For the first year after I arrived in France, every time I went to the pharmacy or doctor, they’d ask for my carte vitale. This is the health insurance card every French person has which allows them to be reimbursed for medical expenses, and each time I politely explained I didn’t have one, the person checking me out would be shocked. To be paying out of pocket for my medical costs was unheard of, even though they were fractions of what I was used to in the U.S.
It took me longer than it could’ve to realize I also qualified for medical insurance or assurance maladie. After going through the process, the first document I received was a temporary social security number or numéro provisoire. If you’re in France on a carte de séjour visiteur, this is the only number you’ll be assigned. However, if you are here on a visa talent or visa vie privée, you’ll be eligible for a permanent social security number, as well as a carte vitale.
Anyone living in France in a “stable and regular manner” qualifies to be covered by France’s healthcare system. This means you do not have to be born in France, married in France, or even working in France to register. However, it means you do have to have spent at least three months in the country and have a valid titre de séjour.
How do I Register?
To register you need to send copies of the following documents to the closest health insurance office. You can look up which one that is here.
- National Identity Card or passport or residence permit, as well as any documentation of your civil status.
- Extract of birth certificate with filiation or full copy of birth certificate
- Completed “Demande d’ouverture des droits d’assurance maladie.” (The second page of the form also lists the necessary documents to include.)
In my case, I sent copies of my passport and current titre de séjour, as well as the récépissé of my PACS — all documents which showed I was a ‘permanent’ resident in France. I also included a long form copy of my birth certificate which had an apostille and had been translated into French, as well as a letter d’hébergement saying I lived with Fred. Luckily, I was doing this process soon after being PACSed and had all these documents on hand. Proving you live in France usually all boils down to the same set.
Why is it Taking so Long?
- The Short Answer: Assurance Maladie is a single government health agency which serves the entire country of France. Unsurprisingly, it can take them a long time to process documents, especially since you’re required to mail in your application.

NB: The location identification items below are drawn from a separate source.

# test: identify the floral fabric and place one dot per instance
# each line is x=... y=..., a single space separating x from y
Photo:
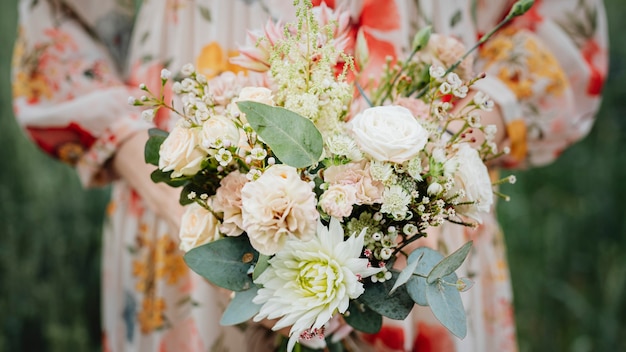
x=77 y=61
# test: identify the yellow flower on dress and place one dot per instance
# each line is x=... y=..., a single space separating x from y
x=213 y=60
x=150 y=317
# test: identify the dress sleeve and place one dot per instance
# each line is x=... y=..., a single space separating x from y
x=546 y=72
x=68 y=93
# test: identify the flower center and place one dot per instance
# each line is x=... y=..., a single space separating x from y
x=319 y=278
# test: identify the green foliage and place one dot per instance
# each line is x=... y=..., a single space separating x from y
x=565 y=232
x=294 y=139
x=151 y=151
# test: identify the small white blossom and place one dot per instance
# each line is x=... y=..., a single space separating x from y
x=436 y=71
x=187 y=70
x=395 y=201
x=166 y=74
x=224 y=157
x=148 y=115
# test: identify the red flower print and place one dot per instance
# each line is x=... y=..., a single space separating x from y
x=388 y=339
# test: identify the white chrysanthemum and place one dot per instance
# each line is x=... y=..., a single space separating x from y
x=472 y=177
x=308 y=282
x=395 y=201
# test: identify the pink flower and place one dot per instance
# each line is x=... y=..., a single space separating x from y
x=357 y=175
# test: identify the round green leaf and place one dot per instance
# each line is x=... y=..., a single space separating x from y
x=294 y=139
x=445 y=302
x=225 y=262
x=395 y=306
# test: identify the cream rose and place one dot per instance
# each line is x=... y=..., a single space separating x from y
x=473 y=178
x=337 y=200
x=198 y=226
x=358 y=175
x=217 y=130
x=276 y=206
x=180 y=152
x=388 y=133
x=228 y=201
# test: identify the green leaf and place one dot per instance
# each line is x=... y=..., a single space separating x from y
x=241 y=307
x=224 y=262
x=395 y=306
x=151 y=150
x=362 y=318
x=261 y=265
x=445 y=302
x=416 y=286
x=159 y=176
x=293 y=138
x=406 y=273
x=449 y=265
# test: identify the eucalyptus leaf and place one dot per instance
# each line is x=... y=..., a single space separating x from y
x=416 y=286
x=396 y=306
x=445 y=302
x=293 y=138
x=224 y=262
x=406 y=273
x=449 y=264
x=159 y=176
x=362 y=318
x=151 y=150
x=241 y=307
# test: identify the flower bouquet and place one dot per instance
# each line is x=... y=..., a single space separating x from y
x=308 y=205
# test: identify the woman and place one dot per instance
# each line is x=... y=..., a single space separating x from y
x=77 y=61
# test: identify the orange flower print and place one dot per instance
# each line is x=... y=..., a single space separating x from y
x=150 y=317
x=213 y=60
x=183 y=337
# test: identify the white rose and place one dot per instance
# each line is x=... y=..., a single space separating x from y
x=337 y=200
x=217 y=130
x=276 y=206
x=388 y=133
x=198 y=226
x=180 y=152
x=472 y=176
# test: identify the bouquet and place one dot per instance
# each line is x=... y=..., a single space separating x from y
x=303 y=197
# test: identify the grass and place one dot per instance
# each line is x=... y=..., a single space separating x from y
x=565 y=228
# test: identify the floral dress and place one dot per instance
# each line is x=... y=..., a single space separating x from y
x=76 y=62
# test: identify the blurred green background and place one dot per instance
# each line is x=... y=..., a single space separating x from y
x=565 y=228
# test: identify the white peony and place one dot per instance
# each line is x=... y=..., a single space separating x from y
x=216 y=131
x=338 y=200
x=388 y=133
x=473 y=178
x=180 y=152
x=308 y=282
x=276 y=206
x=198 y=226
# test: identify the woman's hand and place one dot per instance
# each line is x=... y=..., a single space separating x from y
x=129 y=164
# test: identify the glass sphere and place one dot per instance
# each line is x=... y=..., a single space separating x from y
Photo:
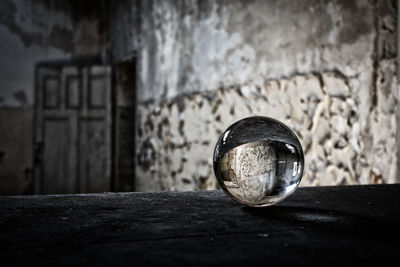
x=258 y=161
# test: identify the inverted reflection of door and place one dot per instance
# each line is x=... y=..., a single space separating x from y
x=73 y=124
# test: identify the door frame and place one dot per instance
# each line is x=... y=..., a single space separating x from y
x=37 y=148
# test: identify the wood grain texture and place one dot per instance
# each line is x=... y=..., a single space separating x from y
x=314 y=226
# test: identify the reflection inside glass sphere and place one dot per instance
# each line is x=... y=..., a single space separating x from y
x=258 y=161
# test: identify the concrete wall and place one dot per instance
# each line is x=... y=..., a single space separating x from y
x=31 y=32
x=325 y=68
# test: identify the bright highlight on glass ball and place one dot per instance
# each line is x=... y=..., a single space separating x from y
x=258 y=161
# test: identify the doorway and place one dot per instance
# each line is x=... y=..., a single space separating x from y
x=73 y=128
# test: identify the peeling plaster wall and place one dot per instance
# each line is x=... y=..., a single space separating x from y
x=325 y=68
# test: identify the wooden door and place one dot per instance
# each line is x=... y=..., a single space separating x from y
x=73 y=129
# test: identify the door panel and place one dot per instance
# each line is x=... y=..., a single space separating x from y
x=57 y=174
x=73 y=126
x=93 y=155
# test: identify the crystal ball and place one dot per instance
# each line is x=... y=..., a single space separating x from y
x=258 y=161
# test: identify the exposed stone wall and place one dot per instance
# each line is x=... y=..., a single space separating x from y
x=325 y=68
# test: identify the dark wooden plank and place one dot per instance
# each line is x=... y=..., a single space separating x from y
x=315 y=226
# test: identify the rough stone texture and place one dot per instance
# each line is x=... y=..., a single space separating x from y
x=327 y=69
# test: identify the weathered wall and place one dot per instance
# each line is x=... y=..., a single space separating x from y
x=325 y=68
x=31 y=32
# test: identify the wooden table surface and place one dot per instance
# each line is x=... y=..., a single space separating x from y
x=315 y=226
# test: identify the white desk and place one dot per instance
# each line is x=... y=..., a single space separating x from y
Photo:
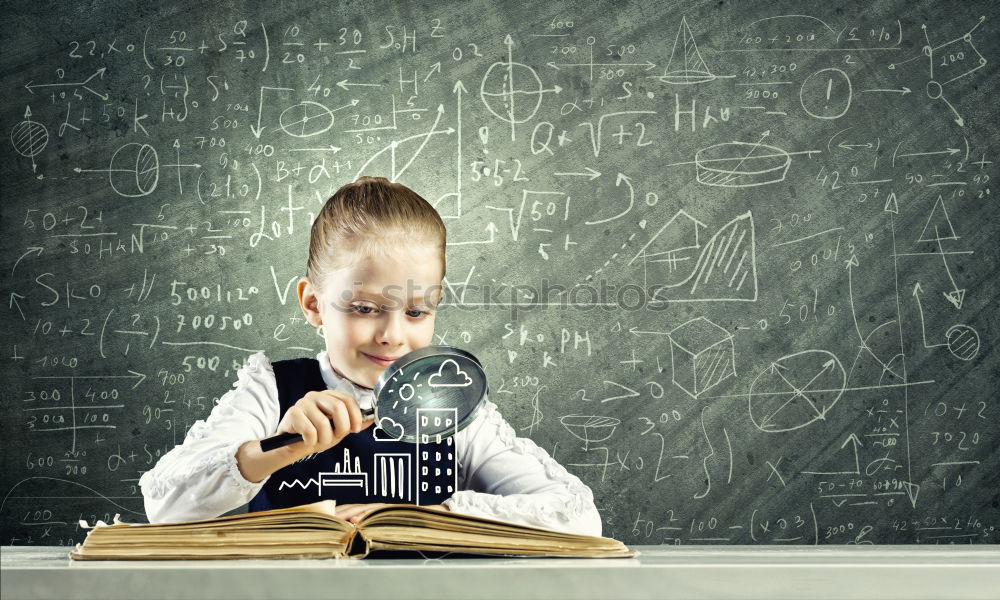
x=703 y=572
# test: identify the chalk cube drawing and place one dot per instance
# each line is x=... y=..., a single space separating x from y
x=701 y=356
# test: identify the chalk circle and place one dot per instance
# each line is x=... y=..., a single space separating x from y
x=826 y=89
x=741 y=164
x=934 y=90
x=134 y=170
x=963 y=341
x=29 y=138
x=502 y=98
x=306 y=119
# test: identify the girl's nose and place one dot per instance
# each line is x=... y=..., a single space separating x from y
x=390 y=330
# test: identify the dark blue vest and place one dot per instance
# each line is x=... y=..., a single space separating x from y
x=363 y=468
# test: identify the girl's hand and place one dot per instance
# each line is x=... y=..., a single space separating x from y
x=323 y=419
x=355 y=512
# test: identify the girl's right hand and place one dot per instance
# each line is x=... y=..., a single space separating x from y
x=323 y=419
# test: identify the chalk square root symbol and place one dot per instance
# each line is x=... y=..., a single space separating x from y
x=701 y=356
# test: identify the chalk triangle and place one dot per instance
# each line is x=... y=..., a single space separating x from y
x=938 y=226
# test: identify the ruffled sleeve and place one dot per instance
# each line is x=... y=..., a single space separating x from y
x=200 y=479
x=502 y=476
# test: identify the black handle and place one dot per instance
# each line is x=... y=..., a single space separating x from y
x=278 y=441
x=284 y=439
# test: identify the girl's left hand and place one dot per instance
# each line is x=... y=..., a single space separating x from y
x=356 y=512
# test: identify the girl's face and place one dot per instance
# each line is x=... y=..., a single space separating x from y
x=376 y=310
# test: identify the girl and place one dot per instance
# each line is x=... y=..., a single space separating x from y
x=372 y=284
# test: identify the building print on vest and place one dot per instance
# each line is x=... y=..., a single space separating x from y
x=437 y=473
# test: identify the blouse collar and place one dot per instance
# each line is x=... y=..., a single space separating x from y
x=364 y=396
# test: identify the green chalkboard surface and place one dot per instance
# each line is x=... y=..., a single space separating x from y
x=734 y=265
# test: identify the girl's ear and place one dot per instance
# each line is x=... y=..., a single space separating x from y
x=309 y=301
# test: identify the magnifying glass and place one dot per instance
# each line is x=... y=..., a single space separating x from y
x=433 y=391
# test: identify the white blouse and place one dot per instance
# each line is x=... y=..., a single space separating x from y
x=500 y=476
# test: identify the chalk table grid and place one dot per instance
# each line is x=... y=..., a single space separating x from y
x=705 y=572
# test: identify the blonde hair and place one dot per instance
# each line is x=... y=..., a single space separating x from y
x=368 y=217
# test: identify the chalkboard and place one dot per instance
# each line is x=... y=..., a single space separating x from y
x=734 y=267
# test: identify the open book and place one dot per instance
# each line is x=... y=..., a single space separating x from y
x=314 y=531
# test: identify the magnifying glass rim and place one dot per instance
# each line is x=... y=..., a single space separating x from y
x=420 y=354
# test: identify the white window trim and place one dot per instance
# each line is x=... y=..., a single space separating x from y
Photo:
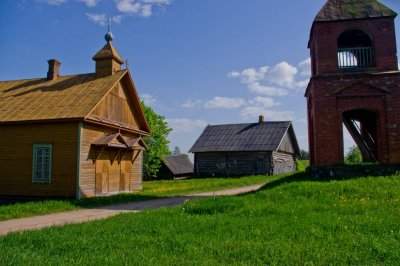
x=35 y=146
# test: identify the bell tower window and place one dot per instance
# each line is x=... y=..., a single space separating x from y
x=355 y=50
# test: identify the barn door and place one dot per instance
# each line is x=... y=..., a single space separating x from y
x=114 y=177
x=261 y=166
x=102 y=174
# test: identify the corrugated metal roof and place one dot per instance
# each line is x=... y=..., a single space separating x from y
x=179 y=164
x=63 y=98
x=265 y=136
x=353 y=9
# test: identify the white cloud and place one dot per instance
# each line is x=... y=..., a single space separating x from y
x=148 y=99
x=275 y=81
x=90 y=3
x=192 y=104
x=252 y=112
x=224 y=102
x=128 y=6
x=184 y=125
x=263 y=101
x=305 y=67
x=158 y=2
x=143 y=8
x=147 y=11
x=53 y=2
x=282 y=74
x=256 y=87
x=101 y=19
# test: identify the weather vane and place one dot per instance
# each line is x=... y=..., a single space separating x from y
x=109 y=36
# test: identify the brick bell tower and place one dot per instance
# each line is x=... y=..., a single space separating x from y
x=355 y=83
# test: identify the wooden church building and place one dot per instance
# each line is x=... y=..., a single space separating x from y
x=72 y=136
x=263 y=148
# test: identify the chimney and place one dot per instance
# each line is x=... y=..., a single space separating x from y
x=54 y=69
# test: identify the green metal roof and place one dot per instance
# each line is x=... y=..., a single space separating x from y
x=353 y=9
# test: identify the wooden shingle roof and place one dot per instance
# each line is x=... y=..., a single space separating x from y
x=66 y=97
x=179 y=164
x=353 y=9
x=266 y=136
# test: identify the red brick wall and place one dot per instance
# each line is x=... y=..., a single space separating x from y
x=324 y=35
x=330 y=96
x=332 y=91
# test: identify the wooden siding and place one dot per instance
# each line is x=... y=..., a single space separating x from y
x=232 y=164
x=283 y=163
x=16 y=152
x=116 y=107
x=109 y=171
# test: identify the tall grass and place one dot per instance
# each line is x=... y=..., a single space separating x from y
x=151 y=190
x=292 y=221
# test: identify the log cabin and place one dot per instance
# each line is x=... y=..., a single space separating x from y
x=74 y=136
x=263 y=148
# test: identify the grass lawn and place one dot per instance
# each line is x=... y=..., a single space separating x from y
x=151 y=190
x=291 y=221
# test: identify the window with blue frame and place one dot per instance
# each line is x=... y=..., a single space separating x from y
x=41 y=169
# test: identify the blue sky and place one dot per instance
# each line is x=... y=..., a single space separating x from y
x=196 y=62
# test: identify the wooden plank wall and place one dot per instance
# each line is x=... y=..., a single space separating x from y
x=232 y=164
x=16 y=152
x=117 y=107
x=283 y=162
x=115 y=177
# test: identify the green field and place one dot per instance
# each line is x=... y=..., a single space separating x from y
x=151 y=190
x=291 y=221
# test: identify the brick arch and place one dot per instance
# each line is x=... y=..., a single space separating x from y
x=364 y=125
x=362 y=29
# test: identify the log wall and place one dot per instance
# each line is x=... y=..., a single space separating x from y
x=283 y=163
x=16 y=156
x=232 y=164
x=215 y=164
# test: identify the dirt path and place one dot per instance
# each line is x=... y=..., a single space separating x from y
x=85 y=215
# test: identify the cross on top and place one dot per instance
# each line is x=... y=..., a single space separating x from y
x=109 y=24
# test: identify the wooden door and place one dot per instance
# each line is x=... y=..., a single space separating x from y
x=114 y=177
x=102 y=174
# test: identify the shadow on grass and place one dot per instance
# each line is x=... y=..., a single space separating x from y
x=306 y=176
x=82 y=203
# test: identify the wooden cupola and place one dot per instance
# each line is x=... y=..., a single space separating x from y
x=108 y=61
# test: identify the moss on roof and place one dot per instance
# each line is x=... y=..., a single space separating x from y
x=66 y=97
x=353 y=9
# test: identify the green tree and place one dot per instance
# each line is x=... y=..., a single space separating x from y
x=176 y=151
x=305 y=155
x=157 y=143
x=353 y=156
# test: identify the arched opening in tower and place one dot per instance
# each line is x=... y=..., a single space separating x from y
x=355 y=50
x=362 y=125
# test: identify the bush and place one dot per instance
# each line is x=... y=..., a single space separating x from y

- The Long Answer: There are many reasons why an application can be deemed incomplete –– perhaps you sent an abbreviated version of your birth certificate, perhaps you forgot to sign a certain form, perhaps your dossier is inexplicably missing. This was the case for my first attempt, and after waiting three months and without a word from the health insurance office, I went back and discovered they had no record of my ever having filed for a numéro provisoire. Whenever possible, try to keep track of who you’re speaking to, their name and contact info, and any trace that could be helpful in tracking down your file. In my case, I simply resubmitted everything and waited a few more months. As you can see, it’s always worth it to follow up and be on top of these processes.
Bonus Question: What’s the difference between a temporary and permanent number?
Your temporary number allows you to be reimbursed for expenses, assuming to keep the form the doctor or pharmacy fills out, as well as any prescriptions, and mail them to assurance maladie. The reimbursement is done directly to your French bank account on file, though the entire process can take up to a month.
With a permanent number, you qualify for a carte vitale which acts as a debit card and means the French government is paying the up front costs, or at least the percentage of costs covered by the health care system. You can create an online account on Ameli (the French government’s healthcare site) which means you no longer have to mail completed forms and proof of doctor visits to be reimbursed. That said, as I’ll talk about in a future article, being reimbursed doesn’t mean that one hundred percent of the costs are covered.
If, like me, and you’ve assumed that you don’t qualify for healthcare because you’re not French, I hope this article is helpful. As you can see, the process of applying is relatively straightforward and worth it from a financial sense and for the mental relief of being “covered.”
Photo is of my new card finally arriving!